À ce titre, la France bénéficie d’un avantage majeur : une électricité décarbonée à plus de 90 %, grâce non seulement au nucléaire, mais aussi à l’hydraulique, tous deux essentiels à la stabilité du réseau. Son excédent commercial, de plus de 5 milliards d’euros, fait d’elle le principal fournisseur d’électricité d’Europe.
Dans un monde où le prix du carbone pèsera de plus en plus lourd, ces atouts renforceront encore notre compétitivité, mais une question demeure : allons-nous réussir une électrification française ou organiser une nouvelle dépendance industrielle ?
Derrière les batteries, les véhicules électriques ou les pompes à chaleur, c’est une bataille industrielle mondiale qui se joue. La Chine contrôle une grande partie des chaînes de valeur des métaux critiques et les États-Unis investissent massivement pour relocaliser leurs industries stratégiques, cependant que l’Europe hésite encore trop souvent entre réglementation et stratégie.
Le premier acte de la construction européenne fut pourtant la création de la Communauté européenne du charbon et de l’acier (Ceca).
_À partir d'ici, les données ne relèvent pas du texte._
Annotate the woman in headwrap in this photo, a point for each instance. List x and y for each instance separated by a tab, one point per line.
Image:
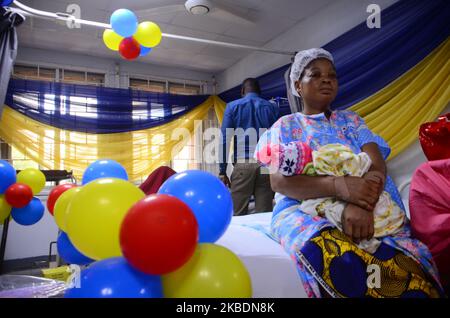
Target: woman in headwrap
329	260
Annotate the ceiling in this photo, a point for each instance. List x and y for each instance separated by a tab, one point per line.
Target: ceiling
270	18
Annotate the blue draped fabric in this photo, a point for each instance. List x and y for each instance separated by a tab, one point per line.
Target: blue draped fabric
97	110
369	59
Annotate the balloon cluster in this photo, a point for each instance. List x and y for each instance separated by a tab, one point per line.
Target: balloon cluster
130	38
17	194
161	245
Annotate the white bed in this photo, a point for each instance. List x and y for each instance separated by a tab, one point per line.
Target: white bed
272	272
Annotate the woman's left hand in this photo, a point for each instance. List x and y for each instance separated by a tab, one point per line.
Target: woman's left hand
357	223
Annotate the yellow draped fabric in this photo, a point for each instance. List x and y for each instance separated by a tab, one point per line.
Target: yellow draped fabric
420	95
395	113
140	152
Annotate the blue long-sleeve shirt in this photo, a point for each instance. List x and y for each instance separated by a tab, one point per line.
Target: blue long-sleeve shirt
248	117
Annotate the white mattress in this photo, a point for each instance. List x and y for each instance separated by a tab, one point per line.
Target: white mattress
272	272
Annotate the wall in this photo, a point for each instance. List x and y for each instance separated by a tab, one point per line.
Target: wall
315	31
117	70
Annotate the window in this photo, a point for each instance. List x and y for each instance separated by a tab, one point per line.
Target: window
80	77
147	85
34	73
183	89
160	87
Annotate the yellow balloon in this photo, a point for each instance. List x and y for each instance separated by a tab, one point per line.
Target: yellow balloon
60	209
95	214
33	178
5	209
112	39
148	34
212	272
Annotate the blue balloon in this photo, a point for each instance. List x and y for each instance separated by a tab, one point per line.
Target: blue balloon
104	168
69	253
208	198
124	22
7	176
115	278
145	50
29	214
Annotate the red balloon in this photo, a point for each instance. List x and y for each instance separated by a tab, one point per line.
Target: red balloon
56	193
129	48
159	234
18	195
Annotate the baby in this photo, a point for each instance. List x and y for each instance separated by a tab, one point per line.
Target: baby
333	160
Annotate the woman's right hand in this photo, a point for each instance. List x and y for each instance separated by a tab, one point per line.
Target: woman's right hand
357	223
358	191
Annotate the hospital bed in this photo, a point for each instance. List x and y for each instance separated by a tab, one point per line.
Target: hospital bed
272	271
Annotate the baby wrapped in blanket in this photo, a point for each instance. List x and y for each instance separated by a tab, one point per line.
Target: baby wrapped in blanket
333	160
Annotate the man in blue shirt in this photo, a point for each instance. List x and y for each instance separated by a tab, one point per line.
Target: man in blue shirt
246	119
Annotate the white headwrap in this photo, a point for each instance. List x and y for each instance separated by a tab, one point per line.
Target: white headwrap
302	59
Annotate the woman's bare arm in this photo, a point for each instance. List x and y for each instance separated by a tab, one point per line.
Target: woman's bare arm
302	187
378	163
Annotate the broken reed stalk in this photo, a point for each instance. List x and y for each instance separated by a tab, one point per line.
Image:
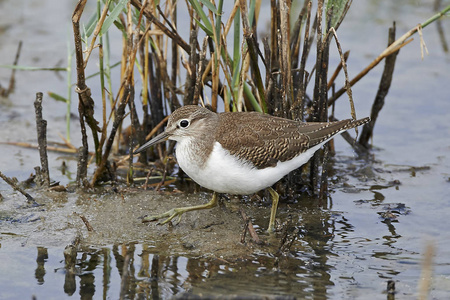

L’énergie, qui, dès l’origine, était au cœur du projet européen, doit redevenir un vecteur de cohésion et de souveraineté.
Soyons lucides : le choix d’une transition sans production européenne, et notamment française, serait une faute économique et géopolitique. L’électrification ne peut pas signifier davantage d’importations et de dépendances. À l’inverse, elle doit devenir un levier de réindustrialisation de nos territoires. La méthode « Notre-Dame », évoquée par Emmanuel Macron pour accélérer 150 projets industriels stratégiques, illustre la nécessité de simplifier et de raccourcir les délais administratifs afin de faire émerger plus rapidement les infrastructures et usines indispensables à notre souveraineté industrielle et énergétique.
Oui, il faut accélérer, mais avec réalisme et continuité.